Prévue pour 2016-2021, la mise en œuvre du Plan Stratégique de Développement du Secteur Minier (PSDM) n'a pas connu un début de réalisation. Pourtant, sans son opérationnalisation, la RDC ne pourra pas rentabiliser l'exploitation de son secteur minier.

En effet, le gouvernement congolais, à travers le Ministère des Mines avait validé, depuis mars 2016, le PSDM pour le quinquennat 2016-2021. Dans le souci d’assurer sa bonne mise en œuvre, un Plan d’action a même été élaboré. Ce dernier constitue le cadre de référence de toutes les interventions des acteurs au développement dans le secteur sur la période susmentionnée.

A travers ce Plan, le ministère des mines s’est fixé des objectifs stratégiques suivants:Renforcer les capacités institutionnelles ;Intensifier les recherches géologiques et minières ;  Développer une industrie minière compétitive pour un développement durable et la création d’emplois ; Promouvoir l’image de la RDC en tant que lieu propice aux investisseurs miniers ; Soutenir une industrie minière favorisant un environnement durable.

Cependant, tous ces objectifs ne sont jamais atteints simplement parce que ce PSDM n’est toujours pas opérationnel par manque de financement du gouvernement.

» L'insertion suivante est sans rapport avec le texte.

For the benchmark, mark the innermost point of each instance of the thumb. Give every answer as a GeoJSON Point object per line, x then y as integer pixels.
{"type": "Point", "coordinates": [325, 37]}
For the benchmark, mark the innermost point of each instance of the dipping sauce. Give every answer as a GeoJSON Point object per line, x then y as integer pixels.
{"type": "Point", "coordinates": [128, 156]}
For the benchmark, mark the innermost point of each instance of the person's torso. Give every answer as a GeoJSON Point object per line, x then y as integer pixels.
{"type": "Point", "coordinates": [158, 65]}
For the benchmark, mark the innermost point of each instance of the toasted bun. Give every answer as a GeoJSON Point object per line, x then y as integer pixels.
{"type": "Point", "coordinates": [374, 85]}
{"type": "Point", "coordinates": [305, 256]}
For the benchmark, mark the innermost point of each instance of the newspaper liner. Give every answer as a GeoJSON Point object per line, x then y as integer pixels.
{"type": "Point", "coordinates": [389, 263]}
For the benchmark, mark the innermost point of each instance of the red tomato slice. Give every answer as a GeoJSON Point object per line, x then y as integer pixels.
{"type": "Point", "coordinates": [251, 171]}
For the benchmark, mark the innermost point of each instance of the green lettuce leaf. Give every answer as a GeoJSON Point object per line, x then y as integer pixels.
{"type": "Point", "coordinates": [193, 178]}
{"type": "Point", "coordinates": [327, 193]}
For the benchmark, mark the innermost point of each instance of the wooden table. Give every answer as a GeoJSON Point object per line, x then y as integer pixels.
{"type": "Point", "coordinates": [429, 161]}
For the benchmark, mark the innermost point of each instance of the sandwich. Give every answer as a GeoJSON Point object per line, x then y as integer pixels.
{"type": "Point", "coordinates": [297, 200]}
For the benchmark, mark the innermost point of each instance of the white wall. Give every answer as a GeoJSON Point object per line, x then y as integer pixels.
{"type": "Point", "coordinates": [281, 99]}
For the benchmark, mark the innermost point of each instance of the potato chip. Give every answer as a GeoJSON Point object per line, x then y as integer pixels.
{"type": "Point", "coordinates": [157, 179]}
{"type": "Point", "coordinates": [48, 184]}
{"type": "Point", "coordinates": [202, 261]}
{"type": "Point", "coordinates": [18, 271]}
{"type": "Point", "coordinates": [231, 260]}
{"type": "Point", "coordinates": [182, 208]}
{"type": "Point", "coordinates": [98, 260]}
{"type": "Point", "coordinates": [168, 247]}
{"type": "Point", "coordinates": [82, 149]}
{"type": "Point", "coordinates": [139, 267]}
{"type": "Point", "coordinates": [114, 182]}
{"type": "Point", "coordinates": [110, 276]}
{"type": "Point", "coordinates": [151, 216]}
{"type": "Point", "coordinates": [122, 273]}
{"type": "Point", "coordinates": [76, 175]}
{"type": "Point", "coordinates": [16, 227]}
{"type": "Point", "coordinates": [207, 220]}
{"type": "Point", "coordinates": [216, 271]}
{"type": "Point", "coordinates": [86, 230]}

Les priorités du Plan stratégique

Le président Félix Tshisekedi tient à atteindre, au bout de son quinquennat, un budget cumulé de plus 80 milliards USD, selon le projet de société qu’il avait présenté lors de la campagne présidentielle. Dès lors, il s’impose la nécessité de maximiser les revenus de l’Etat dans tous les secteurs socio-économiques du pays.

Pour les mines, les actions prioritaires à mettre en œuvre pour accroître les revenus issus de l’exploitation minière sont, selon le PSDM: la Vulgarisation des textes légaux et réglementaires; la Certification des réserves; l’opérationnalisation du Service Géologique National du Congo (SGNC); la Création et l’opérationnalisation des écoles de gemmologie et de taillerie de diamant; la Création et l’opérationnalisation d’une banque des données du secteur de mines; l’Opérationnalisation du fonds miniers pour les générations futures;la Relance du Centre de Retraitement des Minerais à Bukavu; l’Acquisition de terrain et la construction d’un immeuble de 12 étages devant abriter les services de l’Administration des Mines.

Les effets attendus de la mise en œuvre de ces actions prioritaires sont : l’Amélioration de la gouvernance du secteur ; la Maîtrise du niveau des réserves minières ; l’Émergence d’une industrie métallurgique, sidérurgique pourvoyeuse  d’emplois et meilleur encadrement de l’exploitation artisanale ; l’Amélioration du volume d’investissements et de la transparence dans le secteur ; la Réduction des impacts négatifs sur l’environnement.

Selon le PSDM, la vision du gouvernement dans le secteur des mines consiste à : « développer un secteur minier compétitif et durable, socle d’un pays émergent et du bien – être de la population congolaise ».